🤖 AI Summary
Subspace clustering in high-dimensional data often yields multiple semantically distinct subspaces, yet existing methods require manual specification of both the number of subspaces and the number of clusters within each—rendering them parameter-sensitive and poorly interpretable. This paper proposes an automatic, non-redundant multi-subspace clustering framework. First, it introduces the Minimum Description Length (MDL) principle to non-redundant clustering, enabling joint, adaptive inference of both the optimal number of subspaces and the cluster count per subspace. Second, it designs a split-merge-based greedy search strategy coupled with a subspace-level outlier encoding mechanism, allowing simultaneous outlier detection. Evaluated on multiple benchmark datasets, the method achieves competitive accuracy against state-of-the-art approaches while significantly improving parameter robustness, model interpretability, and practical applicability.
📝 Abstract
High-dimensional datasets often contain multiple meaningful clusterings in different subspaces. For example, objects can be clustered either by color, weight, or size, revealing different interpretations of the given dataset. A variety of approaches are able to identify such non-redundant clusterings.

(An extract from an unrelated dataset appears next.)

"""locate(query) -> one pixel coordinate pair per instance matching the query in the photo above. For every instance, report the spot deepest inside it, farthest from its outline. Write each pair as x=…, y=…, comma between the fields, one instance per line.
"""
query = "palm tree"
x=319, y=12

However, most of these methods require the user to specify the expected number of subspaces and clusters for each subspace. Stating these values is a non-trivial problem and usually requires detailed knowledge of the input dataset. In this paper, we propose a framework that utilizes the Minimum Description Length Principle (MDL) to detect the number of subspaces and clusters per subspace automatically. We describe an efficient procedure that greedily searches the parameter space by splitting and merging subspaces and clusters within subspaces. Additionally, an encoding strategy is introduced that allows us to detect outliers in each subspace. Extensive experiments show that our approach is highly competitive to state-of-the-art methods.